Alternator
Nov 04, 2007, 10:12 AM
Two questions here, one editing related and one gameplay related.
1) How many tiles in a prospective city's radius need to be "useless" (ocean, desert, mountains) before you consider a particular city placement to be not worth the hassle, given an otherwise decent city? How many before you would try to move one tile sideways and lose a benefit (resource, river, coast)?
2) How can I edit the minimum distance between cities?
KMadCandy
Nov 04, 2007, 10:41 AM
2) i don't know. you can settle two tiles away if the cities are on different land masses, so maybe you can tweak that somehow, but hopefully somebody who really knows will come along rather than me just stabbing in the dark.
even 1) is really variable for me. i love big happy healthy cities, more than i ought to. but i've calmed down about it somewhat, and now i realize that it's going to be quite a long time before a city has people working all 20 tiles. even when it hits 20 population they may not all be out working the fields, i might be running some as specialists by choice and not necessity. so i don't freak out about 3 or 4 any more, or even more. i really hate to see useless desert in my capital but sometimes i just sigh and take a couple junk tiles even in my capital just because it's really the best choice in the situation. in those cases i definitely have to take a deep breath first, and remind myself that i can always move my Palace later ;).

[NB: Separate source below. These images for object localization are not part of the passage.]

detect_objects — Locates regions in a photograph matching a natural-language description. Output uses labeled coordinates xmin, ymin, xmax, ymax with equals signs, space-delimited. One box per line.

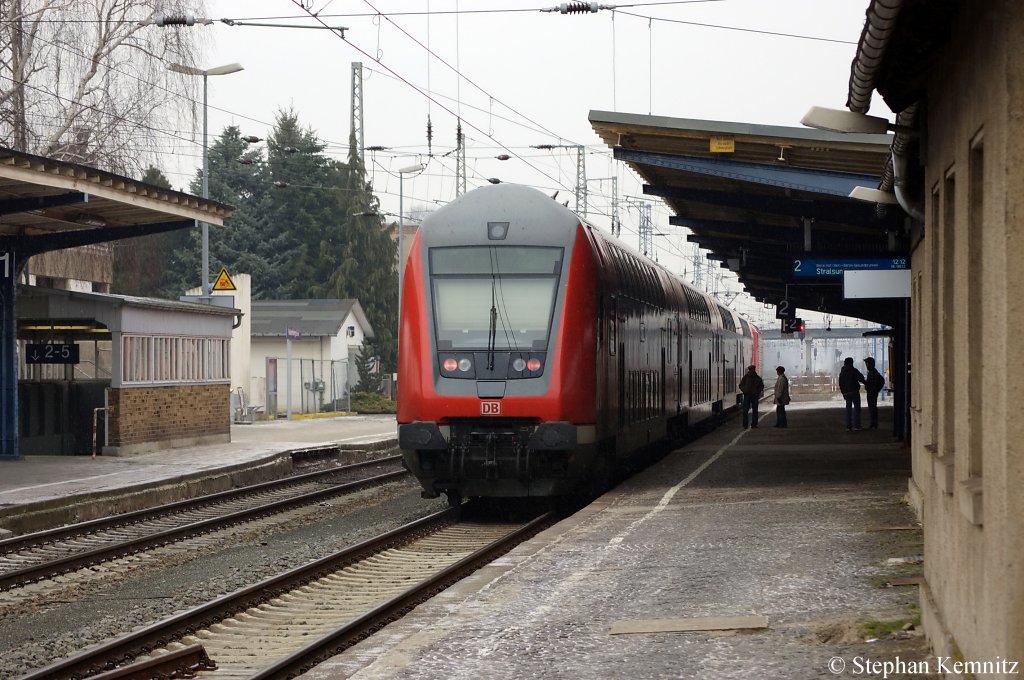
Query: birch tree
xmin=0 ymin=0 xmax=204 ymax=175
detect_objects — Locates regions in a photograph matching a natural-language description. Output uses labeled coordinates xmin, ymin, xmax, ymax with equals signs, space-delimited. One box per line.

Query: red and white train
xmin=397 ymin=184 xmax=758 ymax=504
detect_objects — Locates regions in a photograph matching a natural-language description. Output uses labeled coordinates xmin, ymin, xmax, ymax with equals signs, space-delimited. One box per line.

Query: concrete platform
xmin=0 ymin=414 xmax=398 ymax=537
xmin=303 ymin=398 xmax=932 ymax=679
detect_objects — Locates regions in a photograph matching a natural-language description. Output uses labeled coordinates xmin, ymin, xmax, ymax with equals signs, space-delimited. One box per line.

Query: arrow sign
xmin=26 ymin=343 xmax=80 ymax=364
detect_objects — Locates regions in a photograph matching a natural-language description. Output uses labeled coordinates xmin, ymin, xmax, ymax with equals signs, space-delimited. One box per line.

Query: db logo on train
xmin=481 ymin=401 xmax=501 ymax=416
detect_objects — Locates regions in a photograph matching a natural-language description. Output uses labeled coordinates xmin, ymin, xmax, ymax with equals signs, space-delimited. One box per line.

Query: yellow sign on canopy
xmin=709 ymin=136 xmax=735 ymax=153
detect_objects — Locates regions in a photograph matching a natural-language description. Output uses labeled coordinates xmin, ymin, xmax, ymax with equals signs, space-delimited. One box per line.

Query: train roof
xmin=419 ymin=184 xmax=580 ymax=247
xmin=421 ymin=183 xmax=756 ymax=336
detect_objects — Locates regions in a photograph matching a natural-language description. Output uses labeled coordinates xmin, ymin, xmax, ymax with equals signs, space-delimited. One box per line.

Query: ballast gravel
xmin=0 ymin=478 xmax=447 ymax=678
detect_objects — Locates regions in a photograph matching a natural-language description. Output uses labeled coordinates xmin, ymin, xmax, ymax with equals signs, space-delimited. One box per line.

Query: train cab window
xmin=429 ymin=246 xmax=563 ymax=350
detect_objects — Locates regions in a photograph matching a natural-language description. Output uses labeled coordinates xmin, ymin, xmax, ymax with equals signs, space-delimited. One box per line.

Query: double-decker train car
xmin=397 ymin=184 xmax=756 ymax=504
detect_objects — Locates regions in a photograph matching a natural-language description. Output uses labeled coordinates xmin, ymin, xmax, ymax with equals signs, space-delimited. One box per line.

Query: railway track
xmin=20 ymin=507 xmax=554 ymax=680
xmin=0 ymin=457 xmax=406 ymax=593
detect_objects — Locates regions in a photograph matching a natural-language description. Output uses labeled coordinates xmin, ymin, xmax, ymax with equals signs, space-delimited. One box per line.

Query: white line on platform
xmin=608 ymin=428 xmax=746 ymax=545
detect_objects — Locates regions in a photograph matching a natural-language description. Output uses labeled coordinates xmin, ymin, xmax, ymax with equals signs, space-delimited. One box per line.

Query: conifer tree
xmin=312 ymin=131 xmax=398 ymax=379
xmin=263 ymin=109 xmax=334 ymax=298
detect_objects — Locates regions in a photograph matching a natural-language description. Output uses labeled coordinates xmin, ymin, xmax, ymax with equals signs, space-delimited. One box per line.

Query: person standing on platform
xmin=838 ymin=357 xmax=867 ymax=431
xmin=864 ymin=357 xmax=886 ymax=429
xmin=773 ymin=366 xmax=790 ymax=428
xmin=739 ymin=365 xmax=764 ymax=429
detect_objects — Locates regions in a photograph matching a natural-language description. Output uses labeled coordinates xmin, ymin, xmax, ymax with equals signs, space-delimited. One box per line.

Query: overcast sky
xmin=177 ymin=0 xmax=887 ymax=327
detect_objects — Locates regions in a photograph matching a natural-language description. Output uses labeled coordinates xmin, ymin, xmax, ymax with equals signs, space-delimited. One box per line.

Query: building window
xmin=929 ymin=184 xmax=940 ymax=447
xmin=347 ymin=325 xmax=356 ymax=337
xmin=122 ymin=334 xmax=229 ymax=385
xmin=967 ymin=134 xmax=984 ymax=479
xmin=940 ymin=168 xmax=956 ymax=457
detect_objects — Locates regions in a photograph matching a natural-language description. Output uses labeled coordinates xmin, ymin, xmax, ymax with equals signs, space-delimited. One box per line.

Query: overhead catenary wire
xmin=290 ymin=1 xmax=571 ymax=194
xmin=356 ymin=0 xmax=584 ymax=146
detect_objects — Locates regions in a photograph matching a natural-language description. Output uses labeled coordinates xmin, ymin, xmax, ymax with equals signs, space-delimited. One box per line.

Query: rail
xmin=0 ymin=456 xmax=405 ymax=590
xmin=20 ymin=507 xmax=554 ymax=680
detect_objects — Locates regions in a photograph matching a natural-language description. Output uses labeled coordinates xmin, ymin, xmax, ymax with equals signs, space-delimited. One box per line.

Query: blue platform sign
xmin=26 ymin=343 xmax=80 ymax=365
xmin=792 ymin=257 xmax=908 ymax=279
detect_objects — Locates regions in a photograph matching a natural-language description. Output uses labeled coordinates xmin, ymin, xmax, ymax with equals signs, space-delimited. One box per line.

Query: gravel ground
xmin=0 ymin=478 xmax=447 ymax=678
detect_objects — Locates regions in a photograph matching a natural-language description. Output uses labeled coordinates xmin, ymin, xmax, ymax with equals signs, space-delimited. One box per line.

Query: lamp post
xmin=168 ymin=62 xmax=244 ymax=299
xmin=397 ymin=163 xmax=425 ymax=321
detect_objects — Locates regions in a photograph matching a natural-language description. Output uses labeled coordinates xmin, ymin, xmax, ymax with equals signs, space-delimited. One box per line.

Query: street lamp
xmin=168 ymin=62 xmax=244 ymax=298
xmin=397 ymin=163 xmax=425 ymax=322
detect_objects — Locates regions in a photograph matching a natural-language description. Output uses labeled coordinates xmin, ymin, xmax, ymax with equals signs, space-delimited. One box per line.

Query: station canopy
xmin=0 ymin=146 xmax=231 ymax=249
xmin=589 ymin=111 xmax=906 ymax=327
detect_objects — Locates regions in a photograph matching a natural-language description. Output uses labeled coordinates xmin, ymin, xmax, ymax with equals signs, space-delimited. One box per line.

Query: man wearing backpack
xmin=838 ymin=357 xmax=867 ymax=431
xmin=739 ymin=365 xmax=765 ymax=429
xmin=864 ymin=357 xmax=886 ymax=429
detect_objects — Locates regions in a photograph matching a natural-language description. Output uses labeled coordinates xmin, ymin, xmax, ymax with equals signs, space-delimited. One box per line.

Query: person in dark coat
xmin=773 ymin=366 xmax=790 ymax=428
xmin=738 ymin=364 xmax=764 ymax=429
xmin=864 ymin=357 xmax=886 ymax=429
xmin=838 ymin=357 xmax=866 ymax=430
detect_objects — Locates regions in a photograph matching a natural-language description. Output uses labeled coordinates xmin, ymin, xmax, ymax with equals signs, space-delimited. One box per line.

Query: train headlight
xmin=511 ymin=357 xmax=527 ymax=372
xmin=439 ymin=353 xmax=475 ymax=378
xmin=527 ymin=358 xmax=542 ymax=372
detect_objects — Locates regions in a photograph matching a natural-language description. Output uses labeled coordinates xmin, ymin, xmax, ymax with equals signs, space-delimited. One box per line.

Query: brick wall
xmin=107 ymin=384 xmax=230 ymax=447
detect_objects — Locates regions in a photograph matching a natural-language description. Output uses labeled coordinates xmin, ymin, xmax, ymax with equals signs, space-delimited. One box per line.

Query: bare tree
xmin=0 ymin=0 xmax=205 ymax=175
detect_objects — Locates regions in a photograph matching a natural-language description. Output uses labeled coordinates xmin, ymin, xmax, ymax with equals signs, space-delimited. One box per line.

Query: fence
xmin=789 ymin=372 xmax=838 ymax=394
xmin=257 ymin=357 xmax=354 ymax=417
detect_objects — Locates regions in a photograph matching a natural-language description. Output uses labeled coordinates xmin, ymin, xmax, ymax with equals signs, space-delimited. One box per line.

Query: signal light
xmin=782 ymin=317 xmax=805 ymax=335
xmin=442 ymin=358 xmax=458 ymax=372
xmin=458 ymin=358 xmax=473 ymax=372
xmin=512 ymin=357 xmax=527 ymax=372
xmin=527 ymin=358 xmax=542 ymax=372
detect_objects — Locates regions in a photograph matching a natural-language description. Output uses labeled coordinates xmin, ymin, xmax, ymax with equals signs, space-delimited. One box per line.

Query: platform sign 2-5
xmin=26 ymin=343 xmax=80 ymax=365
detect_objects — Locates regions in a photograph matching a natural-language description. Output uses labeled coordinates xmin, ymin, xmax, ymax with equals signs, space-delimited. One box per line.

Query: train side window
xmin=676 ymin=318 xmax=683 ymax=364
xmin=640 ymin=320 xmax=646 ymax=343
xmin=665 ymin=319 xmax=673 ymax=364
xmin=609 ymin=298 xmax=617 ymax=355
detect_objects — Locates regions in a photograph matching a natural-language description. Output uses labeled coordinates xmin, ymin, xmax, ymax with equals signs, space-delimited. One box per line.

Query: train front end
xmin=397 ymin=184 xmax=599 ymax=502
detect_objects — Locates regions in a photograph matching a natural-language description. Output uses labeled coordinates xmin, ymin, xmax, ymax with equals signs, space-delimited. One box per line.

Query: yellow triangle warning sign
xmin=212 ymin=267 xmax=237 ymax=291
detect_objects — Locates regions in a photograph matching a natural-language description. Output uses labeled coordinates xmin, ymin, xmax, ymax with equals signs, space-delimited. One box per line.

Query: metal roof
xmin=17 ymin=285 xmax=238 ymax=341
xmin=0 ymin=147 xmax=231 ymax=238
xmin=250 ymin=299 xmax=375 ymax=339
xmin=589 ymin=110 xmax=908 ymax=326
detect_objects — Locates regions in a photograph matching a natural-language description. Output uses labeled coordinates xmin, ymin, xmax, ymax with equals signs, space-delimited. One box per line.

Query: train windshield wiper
xmin=486 ymin=275 xmax=498 ymax=370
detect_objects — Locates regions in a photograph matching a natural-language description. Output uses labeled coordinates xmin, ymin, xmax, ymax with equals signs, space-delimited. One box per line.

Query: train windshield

the purpose i have in mind for each city completely determines what makes it "decent". if it's there to block off land to let me backfill later, it can be pretty darn trashy. today i settled some 100% junky ones, but i was in the last 15ish turns of a domination win and i had plenty of food and hammers available due to corporations so it really didn't matter what tiles were near a city; it could be self-supporting even if all the tiles were peaks/deserts probably. expensive, but self-supporting for food/hammers.
that's entirely different than 2000 BC when you have to worry about distance costs since you don't yet have ways to make money or keep your costs down, but you also have to get strategic resources or else. often i overlap a food tile in my first city on high difficulty levels. like pigs for example. keeps maintenance costs down, which are more painful, and i get use out of the improved tile all the time. then again i have the patience to swap around which city the tiles are assigned to, not everybody does.
i guess my main point, if i do have one, is: if you're trying to figure out what sort of city overlap works best for your style and/or how many wasted tiles you can afford, pay attention in a big-picture sense to how long it takes for you to use all the tiles in your city crosses. you might be surprised by how long those sub-par tiles really don't matter since you don't have the population for them anyway. then again, you might not be nearly as new as i'm assuming by typing that, and if so i apologize! somebody referred to me as "in teacher mode" earlier today and i suppose that's true. so no offense meant.
Belisar
Nov 04, 2007, 11:35 AM
2) will have to wait for a modding-expert.
1) greatly depends on the "benefit"
For example a fresh water bonus is small and can be compensated by a harbour, ozean tiles can be compensated by trade routes... and a ressource may justify a junk city whose sole purpose is to claim it (I want my Civ3 colonies back :mad: )
There is also a difference between completely usless tiles (desert, peak) and marginal tiles (ozeans), I don't count the tiles but rather the raw-potential of the future site.
InFlux5
Nov 04, 2007, 12:03 PM
In a recent game I founded a city that almost all desert, with one rice paddy and one oasis. The reason? Strategic location. It was purely to box in my neighbor. It also had an incense square, so it produced a small amount of commerce. The city cost me money, but was basically like a forward military base.
So the answer to (1) varies greatly depending on what you have in mind for the proposed city.